I’d easily fall into the comparison trap at that point, and start wondering what life would be like if Owen didn’t have AS. It was a negative place to go mentally, and one I’ve learned to avoid.
As Owen has grown, I’ve discovered the dangers of comparing your life to the lives of others.
Comparisons can keep you from celebrating where you are. They can make you feel discouraged, like an imposter, or any host of negative emotions.
Instead of making comparisons, just celebrate the victories of others. Let’s encourage each other, without letting something good pull us into a bad mental pit.
You can be truly excited that your friend’s eleven year old is an honor student and star soccer player without having to feel bad that your child is not.
You can celebrate with a blogging buddy when they get a viral post, without having a pity party about yours not performing as well.
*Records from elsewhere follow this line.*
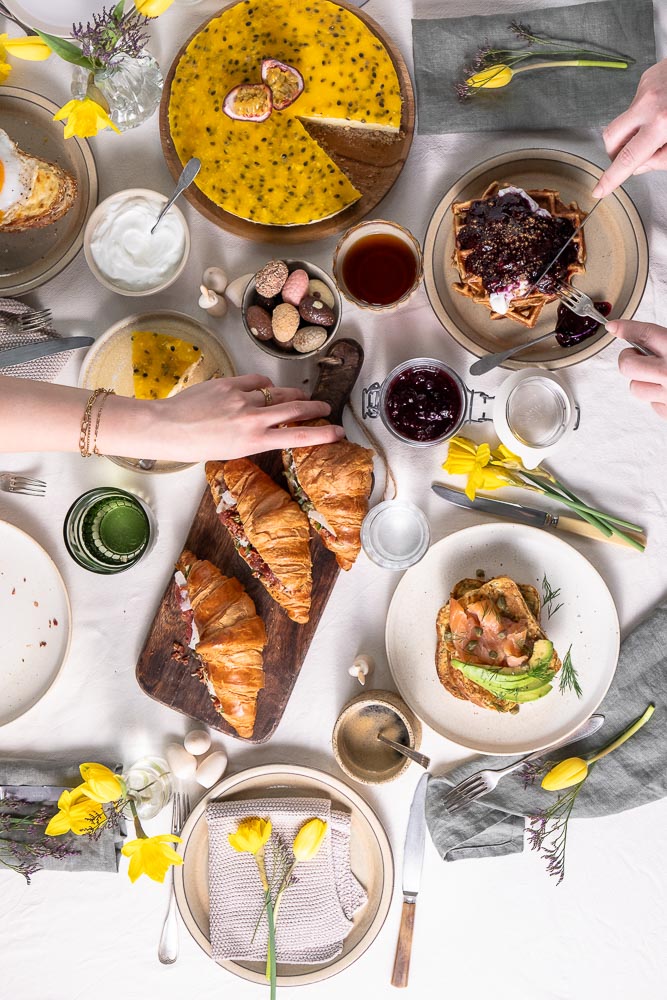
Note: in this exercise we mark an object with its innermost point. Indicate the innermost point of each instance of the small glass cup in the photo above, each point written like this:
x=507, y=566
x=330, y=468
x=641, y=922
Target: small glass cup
x=107, y=530
x=148, y=781
x=381, y=253
x=395, y=534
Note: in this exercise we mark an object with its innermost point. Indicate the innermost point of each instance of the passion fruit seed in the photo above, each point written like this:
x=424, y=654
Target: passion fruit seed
x=251, y=102
x=284, y=81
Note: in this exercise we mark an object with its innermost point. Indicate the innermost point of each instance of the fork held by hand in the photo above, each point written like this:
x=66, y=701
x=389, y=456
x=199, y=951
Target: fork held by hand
x=483, y=782
x=168, y=947
x=10, y=482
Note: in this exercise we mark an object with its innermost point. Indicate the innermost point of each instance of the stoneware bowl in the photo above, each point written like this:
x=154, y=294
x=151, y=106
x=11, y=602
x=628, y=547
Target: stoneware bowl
x=355, y=744
x=272, y=347
x=97, y=216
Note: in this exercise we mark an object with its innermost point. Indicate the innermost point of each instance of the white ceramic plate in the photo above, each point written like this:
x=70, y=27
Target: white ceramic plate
x=35, y=622
x=370, y=853
x=587, y=622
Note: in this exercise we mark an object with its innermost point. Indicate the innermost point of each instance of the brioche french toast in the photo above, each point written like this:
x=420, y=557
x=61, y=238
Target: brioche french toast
x=33, y=192
x=491, y=649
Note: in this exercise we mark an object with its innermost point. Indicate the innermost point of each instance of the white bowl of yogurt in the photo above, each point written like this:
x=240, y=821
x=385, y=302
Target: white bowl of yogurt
x=122, y=253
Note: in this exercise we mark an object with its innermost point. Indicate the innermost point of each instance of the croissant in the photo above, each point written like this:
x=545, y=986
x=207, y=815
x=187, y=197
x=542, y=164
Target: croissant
x=231, y=639
x=333, y=481
x=270, y=531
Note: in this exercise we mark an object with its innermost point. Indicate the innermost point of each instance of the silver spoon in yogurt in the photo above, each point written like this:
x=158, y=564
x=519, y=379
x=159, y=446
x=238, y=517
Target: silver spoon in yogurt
x=188, y=174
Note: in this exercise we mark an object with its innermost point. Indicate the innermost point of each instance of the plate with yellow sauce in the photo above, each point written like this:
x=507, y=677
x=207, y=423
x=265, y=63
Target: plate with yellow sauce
x=147, y=355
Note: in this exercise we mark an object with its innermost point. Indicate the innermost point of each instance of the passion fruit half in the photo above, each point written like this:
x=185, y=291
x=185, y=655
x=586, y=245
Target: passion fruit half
x=285, y=82
x=249, y=102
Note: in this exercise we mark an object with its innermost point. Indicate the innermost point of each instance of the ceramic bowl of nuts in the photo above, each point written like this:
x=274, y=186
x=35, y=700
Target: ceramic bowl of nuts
x=291, y=309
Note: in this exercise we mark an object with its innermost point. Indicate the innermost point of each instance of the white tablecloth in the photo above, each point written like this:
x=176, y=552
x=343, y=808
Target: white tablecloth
x=494, y=927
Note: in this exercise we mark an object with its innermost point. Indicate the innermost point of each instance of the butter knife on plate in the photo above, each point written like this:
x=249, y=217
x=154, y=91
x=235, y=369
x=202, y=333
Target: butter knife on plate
x=413, y=857
x=530, y=515
x=41, y=349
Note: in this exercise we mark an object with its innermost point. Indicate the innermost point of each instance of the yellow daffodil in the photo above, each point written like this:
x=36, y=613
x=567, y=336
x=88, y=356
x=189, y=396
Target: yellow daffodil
x=5, y=68
x=29, y=47
x=152, y=8
x=309, y=839
x=152, y=856
x=76, y=812
x=84, y=118
x=100, y=784
x=251, y=835
x=568, y=772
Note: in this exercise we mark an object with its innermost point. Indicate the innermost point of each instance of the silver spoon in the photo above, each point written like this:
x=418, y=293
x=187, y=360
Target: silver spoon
x=188, y=174
x=419, y=758
x=492, y=361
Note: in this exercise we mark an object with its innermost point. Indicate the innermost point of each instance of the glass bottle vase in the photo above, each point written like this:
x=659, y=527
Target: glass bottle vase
x=131, y=86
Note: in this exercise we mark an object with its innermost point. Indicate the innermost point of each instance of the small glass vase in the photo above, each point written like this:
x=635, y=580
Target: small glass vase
x=148, y=781
x=132, y=87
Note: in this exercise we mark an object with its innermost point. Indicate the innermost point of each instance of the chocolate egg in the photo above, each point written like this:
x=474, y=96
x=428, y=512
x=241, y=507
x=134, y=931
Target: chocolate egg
x=316, y=311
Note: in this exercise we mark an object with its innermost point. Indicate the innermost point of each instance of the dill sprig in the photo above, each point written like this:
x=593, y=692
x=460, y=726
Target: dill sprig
x=547, y=832
x=549, y=595
x=569, y=680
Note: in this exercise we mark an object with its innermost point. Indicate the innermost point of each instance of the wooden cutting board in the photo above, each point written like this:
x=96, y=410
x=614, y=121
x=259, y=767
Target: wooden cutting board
x=166, y=664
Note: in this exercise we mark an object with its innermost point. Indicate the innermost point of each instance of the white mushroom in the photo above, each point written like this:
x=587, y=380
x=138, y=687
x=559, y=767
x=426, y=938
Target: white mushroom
x=362, y=668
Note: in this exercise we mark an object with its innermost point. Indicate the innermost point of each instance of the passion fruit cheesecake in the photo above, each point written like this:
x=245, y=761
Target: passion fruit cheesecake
x=232, y=106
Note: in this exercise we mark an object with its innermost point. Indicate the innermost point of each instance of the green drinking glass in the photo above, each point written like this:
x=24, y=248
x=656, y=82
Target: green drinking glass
x=107, y=530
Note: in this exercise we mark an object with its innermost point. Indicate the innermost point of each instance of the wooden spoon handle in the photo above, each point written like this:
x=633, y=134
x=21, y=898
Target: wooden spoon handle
x=399, y=976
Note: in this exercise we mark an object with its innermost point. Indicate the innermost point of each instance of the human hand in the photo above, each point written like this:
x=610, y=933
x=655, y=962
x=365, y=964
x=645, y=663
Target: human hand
x=231, y=418
x=636, y=140
x=648, y=375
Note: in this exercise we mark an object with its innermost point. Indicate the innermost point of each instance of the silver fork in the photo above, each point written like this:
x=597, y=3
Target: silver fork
x=10, y=482
x=483, y=782
x=168, y=947
x=582, y=305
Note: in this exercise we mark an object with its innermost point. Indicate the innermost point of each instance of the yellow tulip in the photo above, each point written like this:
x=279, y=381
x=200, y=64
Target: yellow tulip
x=251, y=835
x=76, y=813
x=84, y=118
x=309, y=839
x=152, y=8
x=491, y=78
x=30, y=47
x=100, y=784
x=565, y=774
x=152, y=856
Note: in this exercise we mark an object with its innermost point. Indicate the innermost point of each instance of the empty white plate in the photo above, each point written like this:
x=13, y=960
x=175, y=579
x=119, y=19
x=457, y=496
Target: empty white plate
x=35, y=622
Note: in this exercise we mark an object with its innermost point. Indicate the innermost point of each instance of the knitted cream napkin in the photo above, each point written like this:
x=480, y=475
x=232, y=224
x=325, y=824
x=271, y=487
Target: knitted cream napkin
x=315, y=913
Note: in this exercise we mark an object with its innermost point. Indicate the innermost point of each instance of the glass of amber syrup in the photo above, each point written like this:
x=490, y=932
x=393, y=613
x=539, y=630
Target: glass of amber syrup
x=378, y=265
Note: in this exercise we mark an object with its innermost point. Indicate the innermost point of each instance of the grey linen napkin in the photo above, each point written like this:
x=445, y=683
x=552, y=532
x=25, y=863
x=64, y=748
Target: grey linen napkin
x=315, y=913
x=101, y=855
x=634, y=774
x=543, y=99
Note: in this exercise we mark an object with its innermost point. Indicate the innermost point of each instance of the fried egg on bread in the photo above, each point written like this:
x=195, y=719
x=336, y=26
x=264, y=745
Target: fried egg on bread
x=33, y=192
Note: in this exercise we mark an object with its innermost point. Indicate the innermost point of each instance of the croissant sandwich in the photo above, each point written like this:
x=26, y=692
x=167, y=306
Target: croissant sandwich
x=227, y=636
x=269, y=530
x=332, y=484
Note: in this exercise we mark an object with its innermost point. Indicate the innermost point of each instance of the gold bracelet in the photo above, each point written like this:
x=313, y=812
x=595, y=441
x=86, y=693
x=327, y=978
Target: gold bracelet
x=107, y=393
x=84, y=433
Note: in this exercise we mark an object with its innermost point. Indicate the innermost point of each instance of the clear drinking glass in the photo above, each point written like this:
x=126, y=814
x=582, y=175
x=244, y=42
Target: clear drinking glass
x=107, y=530
x=149, y=782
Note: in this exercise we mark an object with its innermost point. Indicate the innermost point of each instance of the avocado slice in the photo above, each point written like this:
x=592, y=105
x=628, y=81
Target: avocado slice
x=486, y=678
x=542, y=654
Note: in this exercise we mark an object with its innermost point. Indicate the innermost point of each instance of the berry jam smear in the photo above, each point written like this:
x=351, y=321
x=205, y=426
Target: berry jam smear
x=572, y=329
x=424, y=403
x=511, y=243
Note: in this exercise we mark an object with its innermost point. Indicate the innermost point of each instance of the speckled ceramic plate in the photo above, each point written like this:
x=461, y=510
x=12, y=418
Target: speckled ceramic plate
x=35, y=613
x=109, y=362
x=586, y=623
x=616, y=266
x=28, y=260
x=370, y=856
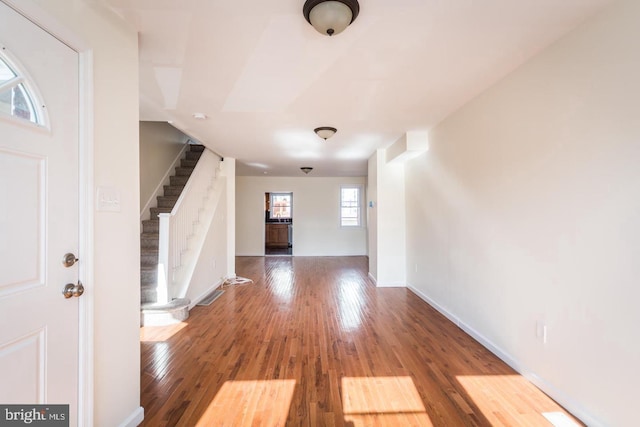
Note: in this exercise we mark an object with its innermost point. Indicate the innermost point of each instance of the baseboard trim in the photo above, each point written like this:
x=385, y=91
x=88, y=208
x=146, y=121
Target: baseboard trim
x=202, y=296
x=575, y=408
x=134, y=419
x=391, y=285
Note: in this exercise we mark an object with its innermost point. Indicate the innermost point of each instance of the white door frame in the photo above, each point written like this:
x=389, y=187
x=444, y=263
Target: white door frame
x=86, y=199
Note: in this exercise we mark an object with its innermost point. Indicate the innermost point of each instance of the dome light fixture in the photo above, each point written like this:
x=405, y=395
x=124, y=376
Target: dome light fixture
x=330, y=17
x=325, y=132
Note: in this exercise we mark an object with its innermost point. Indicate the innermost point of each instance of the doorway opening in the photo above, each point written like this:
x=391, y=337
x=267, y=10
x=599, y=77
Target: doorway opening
x=278, y=227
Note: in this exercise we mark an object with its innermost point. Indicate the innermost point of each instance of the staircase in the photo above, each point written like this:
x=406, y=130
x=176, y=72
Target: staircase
x=149, y=242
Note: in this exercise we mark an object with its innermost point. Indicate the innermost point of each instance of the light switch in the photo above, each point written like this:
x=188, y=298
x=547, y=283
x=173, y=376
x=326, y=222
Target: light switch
x=108, y=199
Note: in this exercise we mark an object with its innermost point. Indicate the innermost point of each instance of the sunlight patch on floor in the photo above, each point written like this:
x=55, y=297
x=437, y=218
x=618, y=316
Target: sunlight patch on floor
x=160, y=333
x=392, y=401
x=250, y=403
x=518, y=400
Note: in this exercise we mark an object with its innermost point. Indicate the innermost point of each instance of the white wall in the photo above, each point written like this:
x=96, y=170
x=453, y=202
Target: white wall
x=160, y=144
x=387, y=244
x=115, y=287
x=212, y=262
x=217, y=259
x=316, y=216
x=525, y=212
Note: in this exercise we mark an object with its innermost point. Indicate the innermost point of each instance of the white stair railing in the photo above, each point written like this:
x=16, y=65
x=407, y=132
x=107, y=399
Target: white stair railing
x=183, y=231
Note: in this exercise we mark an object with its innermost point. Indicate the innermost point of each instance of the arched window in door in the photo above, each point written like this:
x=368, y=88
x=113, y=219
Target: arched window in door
x=18, y=97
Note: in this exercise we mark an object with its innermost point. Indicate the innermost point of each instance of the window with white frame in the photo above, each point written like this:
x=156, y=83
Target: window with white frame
x=16, y=95
x=351, y=206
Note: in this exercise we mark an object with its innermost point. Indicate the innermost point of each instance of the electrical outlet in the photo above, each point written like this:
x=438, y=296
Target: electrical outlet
x=541, y=331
All throughout life, you’ll have opportunities to compare yourself, your kids, your spouse, and your life with that of others. Don’t go there. It’s not worth it.
15. Lots of Cuddles and Snuggles
Some of my older kids no longer want to sit and cuddle. They kind of outgrow that somewhere along the way.
But not Owen!
He loves a big bear hug, and sitting together on the couch. He shows his love without holding back.
And I know I can count on him for a hug whenever I’m having a rough day.
I love his cuddles and snuggles. And I love that he’s still willing to dole them out freely even though he’s almost a teen.
Raising a Child with Angelman Syndrome IS a Blessing
I love Owen. And Angelman Syndrome is a part of him.
Yes, if I could flip a switch and take away the condition, I would.
But, I don’t have that option. And they haven’t yet developed a cure (though the research certainly is exciting!)
So, Angelman Syndrome is part of our life. It’s part of our story. And it’s been one of the factors shaping us along the way. We wouldn’t be the family we are now, were we not touched by this disorder.